March 2025’s Monthly Game Club game is VVVVVV by Terry Cavanagh. VVVVVV (pronounced “Vee”) is a puzzle platformer where you flip gravity to progress through the levels. It’s on just about every platform out there.
I just like Terry Cavanagh and this is a great game. Excellent aesthetic, catchy music, good sense of humour, accessible, short runtime, available on a bunch of platforms. It’s the perfect game club game (imo)!
My personal experience: I love this game! I beat it on the 3DS many years ago. I’d love to replay it with y’all. It’s charming and challenging. A lot of fun.
Oh cool! This is a neat game. I haven’t played it in a very, very long time. I can’t actually remember if I finished it or if I let myself get stuck doing things the hard way.
I own this game on everything[1] but today I chose to replay it on my iPhone. Just got all twenty trinkets #kingofgames#touchscreenveteran
Still a great game!
I even paid to unlock the full game on Kongregate back in 2011 lol. It cost 50 “Kreds” ($5), which I must’ve earned filling out sponsored surveys or something. I was ten and Flash games were the coolest, hottest games; I had to have it. ↩︎
I love VVVVVV. I had a 26" wide screen Toshiba CRT that I plugged my computer into to play it on when it came out. I replayed it a few years ago on 3DS and that’s a fun experience too.
That was for real the one room that did not mesh with my brain at all. I cried through it.
This game builds up so much goodwill generally that I didn’t mind some suffering though. It was pretty fun and cute.
A few years back I played a game on Switch called Infini which I now realize was heavily influenced by VVVVVV. During that time, I was going through significant health issues and was slowly trying to rebuild a lot of coordination and cognitive strength that had been depleted. And I feel like that game helped walk me through rebuilding my neurological health a little bit.
the other things of note I wanted to say that haven’t seen anyone say here is that Terry Cavanaugh released the source code to VVVVVV a few years back which is super cool!
I would also like to shout out the recent compilation of Terry’s other games
my favorite of the bunch is definitely Tiny Heist for what it’s worth
Oh hey, awesome! Big fan of this game, it’s one of a handful of games that I will just load up and play through once every year or two. I consider it something of a milestone in my gaming life as I became much more open to and interested in the indie scene around this time.
Terry Cavanagh is a cool and interesting figure in the indie scene, he’s put out a few really popular games over the years in different genres - the standouts being VVVVVV, Super Hexagon and Dicey Dungeons. He is a good communicator too, with a decent social media presence, reddit AMAs, etc. He maintains a blog that he intermittently updates with info about what he’s working on and for a while was regularly updating a blog called Terry’s Free Game of the Week highlighting cool free games in the indie space to check out.

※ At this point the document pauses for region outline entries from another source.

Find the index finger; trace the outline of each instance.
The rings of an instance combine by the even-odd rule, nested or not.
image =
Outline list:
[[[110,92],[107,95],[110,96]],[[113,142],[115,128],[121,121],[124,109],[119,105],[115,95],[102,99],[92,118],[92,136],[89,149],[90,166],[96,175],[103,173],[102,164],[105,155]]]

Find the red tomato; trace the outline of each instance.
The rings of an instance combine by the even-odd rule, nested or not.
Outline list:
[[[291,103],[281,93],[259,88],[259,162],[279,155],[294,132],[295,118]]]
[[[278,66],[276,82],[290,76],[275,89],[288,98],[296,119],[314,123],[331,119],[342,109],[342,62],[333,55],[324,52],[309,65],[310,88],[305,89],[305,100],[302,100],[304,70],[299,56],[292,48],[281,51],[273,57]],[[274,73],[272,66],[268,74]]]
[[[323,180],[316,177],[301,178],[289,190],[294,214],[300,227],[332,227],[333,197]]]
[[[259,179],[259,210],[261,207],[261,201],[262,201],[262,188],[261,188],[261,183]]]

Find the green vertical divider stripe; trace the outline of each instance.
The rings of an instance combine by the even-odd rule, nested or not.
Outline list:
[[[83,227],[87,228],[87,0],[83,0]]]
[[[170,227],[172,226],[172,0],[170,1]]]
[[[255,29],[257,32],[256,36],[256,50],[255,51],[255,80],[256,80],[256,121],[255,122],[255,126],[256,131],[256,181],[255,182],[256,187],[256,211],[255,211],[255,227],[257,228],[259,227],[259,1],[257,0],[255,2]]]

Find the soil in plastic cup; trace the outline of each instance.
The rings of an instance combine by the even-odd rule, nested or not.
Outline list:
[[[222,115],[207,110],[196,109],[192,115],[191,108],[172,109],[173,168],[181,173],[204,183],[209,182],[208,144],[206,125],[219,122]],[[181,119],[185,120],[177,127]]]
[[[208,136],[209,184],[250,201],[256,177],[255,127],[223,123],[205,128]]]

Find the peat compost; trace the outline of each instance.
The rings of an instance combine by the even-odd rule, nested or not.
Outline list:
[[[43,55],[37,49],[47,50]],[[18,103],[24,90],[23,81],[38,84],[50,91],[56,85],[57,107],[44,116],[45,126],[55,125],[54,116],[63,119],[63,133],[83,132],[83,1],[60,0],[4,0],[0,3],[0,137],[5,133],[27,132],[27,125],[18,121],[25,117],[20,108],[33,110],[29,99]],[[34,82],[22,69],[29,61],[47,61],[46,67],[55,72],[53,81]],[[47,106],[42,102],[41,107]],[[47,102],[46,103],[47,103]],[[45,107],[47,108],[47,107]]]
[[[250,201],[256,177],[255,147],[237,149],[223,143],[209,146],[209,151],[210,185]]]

I was in the process of writing about this stuff too but you beat me to it by mere moments!
VVVVVV was also one of the first games that opened me up to what I would call… a frictionless restart? method of difficulty mitigation. What I mean by that is, when you fail there is essentially no downtime before you are able to get back into the game. In games where you fail quickly and often, that downtime for me is a real fun-killer as you can often spend just as much or even more time waiting for stuff to load or navigating menus before you can play again. Lots of other games successfully employ this technique I would say - Hotline Miami springs to mind, or Super Meat Boy. To me it turns something that on its surface seems punishingly difficult into a much more chilled out experience, very difficult to put down.
I’ve been meaning to replay VVVVVV for years. I still listen to the soundtrack sometimes.
Does anyone happen to have that meme image about the price of the game at release? I thought I had saved it but I can’t find it in my image collection. I think the image I have in mind was on the side of the price being reasonable, comparing it to other things.